Santa María Madre de Dios

Posted: December 28th, 2010, by Matoga

«Los pastores se volvieron glorificando y alabando a Dios»

Lectura del libro de los Números  6, 22-27

«Habló Yahveh a Moisés y le dijo: Habla a Aarón y a sus hijos y diles: «Así habéis de bendecir a los Israelitas. Les diréis: Yahveh te bendiga y te guarde; ilumine Yahveh su rostro sobre ti y te sea propicio; Yahveh te muestre su rostro y te conceda la paz.» Que invoquen así mi nombre sobre los israelitas y yo los bendeciré».
Lectura de San Pablo a los Gálatas 4, 4-7

«Pero, al llegar la plenitud de los tiempos, envió Dios a su Hijo, nacido de mujer, nacido bajo la ley, para rescatar a los que se hallaban bajo la ley, y para que recibiéramos la filiación adoptiva.

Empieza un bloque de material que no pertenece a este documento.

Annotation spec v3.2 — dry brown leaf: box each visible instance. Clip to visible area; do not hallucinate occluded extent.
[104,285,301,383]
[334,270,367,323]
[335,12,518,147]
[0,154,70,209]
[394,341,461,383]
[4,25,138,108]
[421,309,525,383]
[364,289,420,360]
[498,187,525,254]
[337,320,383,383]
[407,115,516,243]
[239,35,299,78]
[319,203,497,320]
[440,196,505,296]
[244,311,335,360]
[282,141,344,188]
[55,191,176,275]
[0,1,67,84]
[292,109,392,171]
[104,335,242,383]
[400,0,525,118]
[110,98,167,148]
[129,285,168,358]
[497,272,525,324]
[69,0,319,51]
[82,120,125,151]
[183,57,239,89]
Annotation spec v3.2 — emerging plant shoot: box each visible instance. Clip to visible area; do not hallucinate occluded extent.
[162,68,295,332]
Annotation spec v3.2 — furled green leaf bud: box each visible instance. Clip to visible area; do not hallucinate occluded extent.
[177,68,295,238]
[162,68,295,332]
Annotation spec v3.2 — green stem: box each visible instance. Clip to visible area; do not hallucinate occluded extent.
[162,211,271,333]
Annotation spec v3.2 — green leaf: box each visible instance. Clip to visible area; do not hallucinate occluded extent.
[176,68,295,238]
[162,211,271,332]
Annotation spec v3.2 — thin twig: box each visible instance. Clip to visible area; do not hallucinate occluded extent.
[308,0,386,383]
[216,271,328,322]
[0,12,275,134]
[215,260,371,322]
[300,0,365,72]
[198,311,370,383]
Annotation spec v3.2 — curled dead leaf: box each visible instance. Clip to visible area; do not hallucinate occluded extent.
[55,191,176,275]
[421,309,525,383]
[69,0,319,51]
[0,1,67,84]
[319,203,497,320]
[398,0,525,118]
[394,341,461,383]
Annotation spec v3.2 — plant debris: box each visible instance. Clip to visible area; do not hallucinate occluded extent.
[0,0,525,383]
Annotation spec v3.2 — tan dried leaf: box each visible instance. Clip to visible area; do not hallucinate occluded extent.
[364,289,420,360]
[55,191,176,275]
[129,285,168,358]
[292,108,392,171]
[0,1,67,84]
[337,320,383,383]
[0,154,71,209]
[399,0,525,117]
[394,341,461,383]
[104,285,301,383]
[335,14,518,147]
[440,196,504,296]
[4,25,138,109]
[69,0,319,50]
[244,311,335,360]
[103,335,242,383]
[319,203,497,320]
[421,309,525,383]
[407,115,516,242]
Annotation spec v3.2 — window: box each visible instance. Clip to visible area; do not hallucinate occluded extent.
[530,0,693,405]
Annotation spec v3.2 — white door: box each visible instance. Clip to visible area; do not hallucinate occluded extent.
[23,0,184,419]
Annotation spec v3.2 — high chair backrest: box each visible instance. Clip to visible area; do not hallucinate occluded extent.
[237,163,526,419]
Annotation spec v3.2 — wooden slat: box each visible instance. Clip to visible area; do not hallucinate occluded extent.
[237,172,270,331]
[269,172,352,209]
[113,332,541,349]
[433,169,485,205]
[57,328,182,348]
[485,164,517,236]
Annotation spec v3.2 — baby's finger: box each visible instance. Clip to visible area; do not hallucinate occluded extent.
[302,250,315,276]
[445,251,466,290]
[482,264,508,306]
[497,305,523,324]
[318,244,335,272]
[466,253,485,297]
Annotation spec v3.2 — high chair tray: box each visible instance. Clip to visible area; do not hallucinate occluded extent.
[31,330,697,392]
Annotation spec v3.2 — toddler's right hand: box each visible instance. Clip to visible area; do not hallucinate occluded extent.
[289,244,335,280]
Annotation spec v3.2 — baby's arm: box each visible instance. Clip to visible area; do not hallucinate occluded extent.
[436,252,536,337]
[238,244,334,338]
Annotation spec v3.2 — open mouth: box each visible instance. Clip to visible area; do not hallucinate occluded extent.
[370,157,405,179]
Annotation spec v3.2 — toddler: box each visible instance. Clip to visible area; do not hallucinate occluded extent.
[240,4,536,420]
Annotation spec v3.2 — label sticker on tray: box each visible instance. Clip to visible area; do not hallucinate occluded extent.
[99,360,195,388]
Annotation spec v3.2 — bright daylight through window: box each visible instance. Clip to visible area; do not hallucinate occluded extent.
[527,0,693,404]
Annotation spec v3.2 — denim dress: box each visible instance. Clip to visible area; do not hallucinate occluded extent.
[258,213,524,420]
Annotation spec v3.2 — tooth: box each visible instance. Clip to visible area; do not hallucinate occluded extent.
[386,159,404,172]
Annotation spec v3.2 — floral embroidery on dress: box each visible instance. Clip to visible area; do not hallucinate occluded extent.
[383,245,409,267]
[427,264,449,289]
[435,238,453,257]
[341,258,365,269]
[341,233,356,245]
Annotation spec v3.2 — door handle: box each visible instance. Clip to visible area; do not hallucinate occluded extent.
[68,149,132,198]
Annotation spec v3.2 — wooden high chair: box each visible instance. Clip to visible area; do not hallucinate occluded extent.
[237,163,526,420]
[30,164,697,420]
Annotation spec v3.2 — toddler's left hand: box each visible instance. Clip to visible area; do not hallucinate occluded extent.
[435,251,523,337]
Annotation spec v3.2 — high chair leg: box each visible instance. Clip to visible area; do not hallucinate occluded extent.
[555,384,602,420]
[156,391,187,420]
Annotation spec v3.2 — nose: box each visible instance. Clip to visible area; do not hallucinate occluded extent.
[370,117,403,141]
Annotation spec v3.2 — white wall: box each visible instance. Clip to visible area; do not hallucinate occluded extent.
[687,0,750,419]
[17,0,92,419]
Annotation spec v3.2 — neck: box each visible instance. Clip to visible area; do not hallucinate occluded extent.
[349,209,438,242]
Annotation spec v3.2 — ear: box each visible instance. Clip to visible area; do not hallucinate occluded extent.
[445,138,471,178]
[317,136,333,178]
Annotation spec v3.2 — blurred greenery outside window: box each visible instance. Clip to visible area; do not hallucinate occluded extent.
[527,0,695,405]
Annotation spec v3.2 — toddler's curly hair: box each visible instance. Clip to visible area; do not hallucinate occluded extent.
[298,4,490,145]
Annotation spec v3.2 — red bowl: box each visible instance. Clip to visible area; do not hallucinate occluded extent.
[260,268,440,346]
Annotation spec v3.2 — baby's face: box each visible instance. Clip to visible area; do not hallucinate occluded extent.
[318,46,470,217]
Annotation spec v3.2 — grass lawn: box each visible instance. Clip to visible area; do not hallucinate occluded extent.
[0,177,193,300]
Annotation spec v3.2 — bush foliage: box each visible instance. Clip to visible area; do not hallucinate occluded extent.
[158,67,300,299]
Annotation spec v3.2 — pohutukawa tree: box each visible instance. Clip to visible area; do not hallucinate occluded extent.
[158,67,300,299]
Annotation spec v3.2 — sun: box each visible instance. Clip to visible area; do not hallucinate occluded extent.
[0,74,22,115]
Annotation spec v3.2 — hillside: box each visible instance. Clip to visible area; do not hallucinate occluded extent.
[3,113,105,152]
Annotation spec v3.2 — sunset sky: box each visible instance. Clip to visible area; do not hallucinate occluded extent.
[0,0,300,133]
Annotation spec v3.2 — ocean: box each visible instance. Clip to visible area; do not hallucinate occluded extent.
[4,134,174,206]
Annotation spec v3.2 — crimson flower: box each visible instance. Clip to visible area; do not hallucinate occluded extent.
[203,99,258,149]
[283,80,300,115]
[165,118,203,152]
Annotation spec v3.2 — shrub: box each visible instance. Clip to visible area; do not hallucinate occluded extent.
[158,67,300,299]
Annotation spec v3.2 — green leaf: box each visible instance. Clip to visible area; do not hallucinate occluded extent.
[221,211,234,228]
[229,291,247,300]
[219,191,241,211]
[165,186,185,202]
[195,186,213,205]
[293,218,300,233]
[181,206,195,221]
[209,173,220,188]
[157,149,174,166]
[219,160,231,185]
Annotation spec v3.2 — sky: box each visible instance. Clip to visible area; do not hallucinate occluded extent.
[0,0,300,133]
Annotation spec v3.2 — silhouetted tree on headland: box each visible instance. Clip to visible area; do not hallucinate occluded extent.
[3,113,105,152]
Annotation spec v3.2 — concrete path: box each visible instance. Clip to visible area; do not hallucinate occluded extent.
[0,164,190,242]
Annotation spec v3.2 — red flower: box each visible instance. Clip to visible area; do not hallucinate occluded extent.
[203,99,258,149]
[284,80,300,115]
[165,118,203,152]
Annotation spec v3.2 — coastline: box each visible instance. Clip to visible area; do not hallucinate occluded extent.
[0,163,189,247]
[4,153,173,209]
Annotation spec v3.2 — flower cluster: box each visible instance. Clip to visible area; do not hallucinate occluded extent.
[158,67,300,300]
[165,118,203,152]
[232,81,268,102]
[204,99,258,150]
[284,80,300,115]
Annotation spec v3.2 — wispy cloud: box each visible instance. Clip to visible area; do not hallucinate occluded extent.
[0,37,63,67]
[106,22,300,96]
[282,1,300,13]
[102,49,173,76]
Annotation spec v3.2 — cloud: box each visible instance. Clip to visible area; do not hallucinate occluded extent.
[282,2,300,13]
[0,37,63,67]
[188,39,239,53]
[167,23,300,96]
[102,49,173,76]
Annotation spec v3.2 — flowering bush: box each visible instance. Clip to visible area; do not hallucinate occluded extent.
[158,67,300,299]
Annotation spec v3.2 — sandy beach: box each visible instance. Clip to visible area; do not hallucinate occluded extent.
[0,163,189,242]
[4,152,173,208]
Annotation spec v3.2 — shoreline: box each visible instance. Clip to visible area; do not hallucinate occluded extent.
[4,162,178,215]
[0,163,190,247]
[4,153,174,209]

La prueba de que sois hijos es que Dios ha enviado a nuestros corazones el Espíritu de su Hijo que clama: ¡Abbá, Padre! De modo que ya no eres esclavo, sino hijo; y si hijo, también heredero por voluntad de Dios».

Lectura del Santo Evangelio según San Lucas 2, 16-21

«Y fueron a toda prisa, y encontraron a María y a José, y al niño acostado en el pesebre. Al verlo, dieron a conocer lo que les habían dicho acerca de aquel niño; y todos los que lo oyeron se maravillaban de lo que los pastores les decían. María, por su parte, guardaba todas estas cosas, y las meditaba en su corazón. Los pastores se volvieron glorificando y alabando a Dios por todo lo que habían oído y visto, conforme a lo que se les había dicho. Cuando se cumplieron los ocho días para circuncidarle, se le dio el nombre de Jesús, el que le dio el ángel antes de ser concebido en el seno».

Pautas para la reflexión personal

El vínculo entre las lecturas

En el día primero de enero, octava de la Na­vidad, la liturgia nos propone para nuestra con­templación la celebración más antigua de la Vir­gen en la Iglesia Romana. La reforma litúrgica del Vaticano II ha recuperado esta fiesta de María, Madre de Dios, sin por ello olvidar ni el comien­zo del año, ni la circuncisión de Jesús, ni la im­posición del nombre de Jesús al Niño nacido en Belén.

Por esto la Primera Lectura, tomada del li­bro de los Números , nos habla de la importancia de invocar el nombre de Dios para alcanzar de Él bendiciones. Con lo cual nos recuerda que es importante comenzar el año nuevo invocando el nombre de Jesús y de esa manera podamos en­trar con confianza a recorrer el año recién abier­to a nuestras ilusiones y a nuestros temores.

En este día tan lleno de interrogantes la Igle­sia gusta además de poner a todos los fieles ba­jo la protección de nuestra Madre María, y por ello ruega a Dios: «Concédenos experimentar la interce­sión de Aquélla, de quien hemos reci­bido a tu Hijo Jesucristo, el autor de la vida» (Oración de Colecta) En la Segunda Lectura recordamos las pala­bras de San Pablo claras e impresionantes: «Al llegar la plenitud de los tiempos, envió Dios a su Hijo, nacido de mujer». Y el Evangelio nos presenta el reconocimiento por parte de humildes pastores, del hecho más extraordinario de la humanidad: «Dios con nosotros». María, por su parte, meditaba todo «cuidadosamente» en su corazón.

«Yavheh te muestre su rostro y te conceda la paz»

El cuarto libro del Pentateuco (el libro de los Números) se titula también «En el desierto» siendo éste un título más descriptivo ya que la narración recoge la peregrinación de los israelíes por el desierto del Sinaí hasta las puertas de Jerusalén. Los cuarenta años justos y el perfecto itinerario de 40 nombres (ver Nm 33) no disimula las quejas y el descontento del pueblo. El libro refleja bien como ésta fue una etapa a la deriva, sin mapas ni urgencia. Los israelitas se rebelaron contra Dios y contra Moisés, su caudillo. Aunque desobedecían, Dios seguía cuidando a su pueblo.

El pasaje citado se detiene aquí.